Kirpan literal means “weapon of defence” (”Kirpa” means “mercy” and “Aan” means “bless”), as opposed to the talwar, a weapon of offence.
Typically made from iron, kirpans range in blade size from 3 inches (7.6 cm) to over 3 feet (90 cm)and Sikhs in the west wear kirpans of about 3.5 inch (9 cm) blade size.
The kirpan has both a physical function, as a defensive weapon, as well as a symbolic function. Physically it is an instrument of “Ahimsa” or non-violence. The principle of ahimsa is to actively prevent violence, not to simply stand by idly whilst violence is being done. To that end, the kirpan is a tool to be used to prevent violence from being done to a defenseless person when all other means to do so have failed. Symbolically, the kirpan represents the power of truth to cut through untruth. It is the cutting edge of the enlightened mind.

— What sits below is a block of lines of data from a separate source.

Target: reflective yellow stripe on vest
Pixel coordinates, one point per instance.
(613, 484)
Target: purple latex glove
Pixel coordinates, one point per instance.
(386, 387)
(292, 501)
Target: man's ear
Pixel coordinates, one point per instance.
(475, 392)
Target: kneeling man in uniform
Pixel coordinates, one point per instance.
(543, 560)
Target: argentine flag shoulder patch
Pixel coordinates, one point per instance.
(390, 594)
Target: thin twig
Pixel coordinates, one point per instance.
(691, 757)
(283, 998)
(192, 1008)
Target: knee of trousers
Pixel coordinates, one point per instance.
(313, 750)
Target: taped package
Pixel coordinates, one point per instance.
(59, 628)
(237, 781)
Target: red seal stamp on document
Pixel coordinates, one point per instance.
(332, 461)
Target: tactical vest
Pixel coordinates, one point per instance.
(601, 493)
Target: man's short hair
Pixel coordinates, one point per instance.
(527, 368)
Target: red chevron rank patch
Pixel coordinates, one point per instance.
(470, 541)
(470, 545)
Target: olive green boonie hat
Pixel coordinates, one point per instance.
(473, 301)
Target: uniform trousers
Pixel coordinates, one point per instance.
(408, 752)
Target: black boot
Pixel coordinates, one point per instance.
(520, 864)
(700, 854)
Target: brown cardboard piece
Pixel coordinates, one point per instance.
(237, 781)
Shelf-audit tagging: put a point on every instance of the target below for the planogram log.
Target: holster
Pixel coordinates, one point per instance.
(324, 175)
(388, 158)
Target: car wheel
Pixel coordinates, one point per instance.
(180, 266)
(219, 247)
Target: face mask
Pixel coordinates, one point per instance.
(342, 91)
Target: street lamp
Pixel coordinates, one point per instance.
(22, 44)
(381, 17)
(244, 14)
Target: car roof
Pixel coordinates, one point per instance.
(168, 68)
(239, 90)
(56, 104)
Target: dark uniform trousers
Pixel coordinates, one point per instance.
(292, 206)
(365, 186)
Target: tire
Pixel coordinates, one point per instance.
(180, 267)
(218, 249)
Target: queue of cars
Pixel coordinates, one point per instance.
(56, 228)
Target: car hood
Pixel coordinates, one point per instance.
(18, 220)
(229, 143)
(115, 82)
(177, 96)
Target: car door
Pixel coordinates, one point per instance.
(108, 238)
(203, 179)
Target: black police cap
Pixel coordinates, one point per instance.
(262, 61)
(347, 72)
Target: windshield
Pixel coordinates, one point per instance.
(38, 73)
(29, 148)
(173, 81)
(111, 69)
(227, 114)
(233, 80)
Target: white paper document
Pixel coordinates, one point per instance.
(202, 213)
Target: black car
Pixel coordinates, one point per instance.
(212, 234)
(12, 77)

http://en.wikipedia.org/wiki/Kirpan
ping...
>> they dont get to wear their pig-stickers to see the Pope. <<
Given the Sikh’s longtime difficulties with the Mooselimbs, “pig-sticker” is a great term, actually.
>> The Kirpan is no more symbolic a weapons than the Christian Cross is symbolic of a torture instrument. <<
I empathize with the Sikhs, and see the root problem of this, whether Benedict is willing to say so or not, to be the inherent dysfunction of ecumenism, not the Sikh faith in particular.
But, come on... a ceremonial cross is no weapon, A kirpan, honorable as its intention may be, is still a weapon and a grave security threat.
> But, come on... a ceremonial cross is no weapon, A kirpan, honorable as its intention may be, is still a weapon and a grave security threat.
If I were the Pope, I would feel alot safer being guarded by a contingent of Sikhs than a squad of Secret Servicemen. Same deal with the Ghurkas. Or the Scots.
If I were the Pope, I’d let them wear their kirpans, khukris, or sgean dubhs all they wanted. No worries.
That’s true in that Sikhs view their holy book as an incarnation of God, but I have to say that despite being deceived every Sikh I’ve met has been a man of honor and they are not fooled by the Mooslims in the slightest. Like Mormons they have the wrong religion, but tend to be okay as people.
Although I'm disappointed that the Sikhs' non-attendance is because they can't wear their daggers and not out of anti-ecumenical principal.